O que faz no dia a dia?

Sou Business Analyst na DXC Technology, um mundo completamente diferente, feito de sistemas, processos e tecnologia. Mas quando entro no quartel, deixo esse lado de José Carlos para trás. Ali não sou analista nem consultor: sou apenas mais um entre irmãos de farda, pronto para entrar no fogo.

Onde guarda os seus medos?

Os medos guardo-os em silêncio. No terreno não há espaço para hesitações se nos deixarmos levar pelo medo, não conseguimos agir. Ali ele transforma-se em cautela e respeito pelo fogo. É quando chegamos a casa, no conforto, que caímos na realidade do verdadeiro perigo que passámos. É aí, no silêncio, que nos apercebemos de quem poderíamos ter deixado lá. Esses pensamentos pesam mais do que qualquer chama.

Se conseguisse resumir a sua missão numa palavra, qual seria?

VIDA - É por ela que arriscamos a nossa, é por ela que enfrentamos as chamas, é por ela que deixamos tudo para trás quando soa o alerta. A vida é aquilo que defendemos, aquilo que carregamos e aquilo que nunca deixaremos de proteger.


AGORA TU...

Sabes o que fazer em caso de incêndio? O bombeiro José Ribeiro recomenda:

No exterior

- Afasta-te pela direção contrária ao vento e procura zonas seguras (estradas, terrenos agrícolas, linhas de água).

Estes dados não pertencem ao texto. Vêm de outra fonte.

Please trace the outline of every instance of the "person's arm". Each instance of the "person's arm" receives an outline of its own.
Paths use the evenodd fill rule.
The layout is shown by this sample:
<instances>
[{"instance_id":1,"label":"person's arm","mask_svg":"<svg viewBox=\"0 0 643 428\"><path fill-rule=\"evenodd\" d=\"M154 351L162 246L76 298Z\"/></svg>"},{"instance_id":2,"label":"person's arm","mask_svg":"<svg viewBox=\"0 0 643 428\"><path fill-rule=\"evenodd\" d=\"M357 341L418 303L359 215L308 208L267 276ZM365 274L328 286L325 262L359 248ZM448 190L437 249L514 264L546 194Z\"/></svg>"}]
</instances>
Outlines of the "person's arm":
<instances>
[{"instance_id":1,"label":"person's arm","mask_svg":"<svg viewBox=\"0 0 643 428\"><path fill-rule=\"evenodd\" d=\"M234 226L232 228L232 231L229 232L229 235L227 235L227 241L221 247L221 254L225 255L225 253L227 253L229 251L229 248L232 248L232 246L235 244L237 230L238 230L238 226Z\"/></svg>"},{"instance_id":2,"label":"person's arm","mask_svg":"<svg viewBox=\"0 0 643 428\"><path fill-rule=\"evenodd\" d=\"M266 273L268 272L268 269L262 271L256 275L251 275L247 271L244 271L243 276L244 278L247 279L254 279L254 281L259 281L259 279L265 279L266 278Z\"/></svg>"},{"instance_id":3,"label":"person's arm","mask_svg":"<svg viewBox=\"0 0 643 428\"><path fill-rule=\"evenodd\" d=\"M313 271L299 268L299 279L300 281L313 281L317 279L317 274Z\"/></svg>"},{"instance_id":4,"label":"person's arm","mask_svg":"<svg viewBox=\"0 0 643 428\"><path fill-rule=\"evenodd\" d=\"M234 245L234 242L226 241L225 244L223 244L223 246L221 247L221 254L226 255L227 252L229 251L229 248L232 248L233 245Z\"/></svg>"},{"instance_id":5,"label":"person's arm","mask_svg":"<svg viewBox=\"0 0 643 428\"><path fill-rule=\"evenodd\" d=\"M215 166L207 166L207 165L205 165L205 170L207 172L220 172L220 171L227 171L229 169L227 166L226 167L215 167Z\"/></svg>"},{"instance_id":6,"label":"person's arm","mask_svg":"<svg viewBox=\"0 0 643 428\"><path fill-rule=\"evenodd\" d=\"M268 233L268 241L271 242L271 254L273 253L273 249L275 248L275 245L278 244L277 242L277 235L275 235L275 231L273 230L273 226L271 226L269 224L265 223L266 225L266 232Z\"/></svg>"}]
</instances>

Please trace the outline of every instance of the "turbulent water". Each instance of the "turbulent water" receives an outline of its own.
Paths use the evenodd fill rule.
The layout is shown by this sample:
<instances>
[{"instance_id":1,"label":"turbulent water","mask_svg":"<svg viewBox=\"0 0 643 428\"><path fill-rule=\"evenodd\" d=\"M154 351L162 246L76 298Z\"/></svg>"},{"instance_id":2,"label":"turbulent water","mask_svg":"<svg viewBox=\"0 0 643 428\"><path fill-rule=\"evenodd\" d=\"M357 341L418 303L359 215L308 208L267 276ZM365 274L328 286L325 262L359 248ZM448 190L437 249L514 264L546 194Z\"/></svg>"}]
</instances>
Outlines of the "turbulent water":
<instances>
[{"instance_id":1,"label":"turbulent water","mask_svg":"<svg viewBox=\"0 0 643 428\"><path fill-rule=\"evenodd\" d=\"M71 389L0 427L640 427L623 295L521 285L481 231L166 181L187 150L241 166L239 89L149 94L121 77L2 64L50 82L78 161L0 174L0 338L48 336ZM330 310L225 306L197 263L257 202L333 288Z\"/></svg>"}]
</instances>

- Nunca fujas monte acima – o fogo sobe mais rápido que tu.

- Evita zonas com muito mato ou pinheiros/eucaliptos – são combustíveis rápidos.

Em casa

- Fecha portas, janelas e persianas.

- Desliga gás e eletricidade.

- Tenha água disponível (baldes, mangueiras).

- Segue sempre as orientações das autoridades – não voltes para trás por conta própria.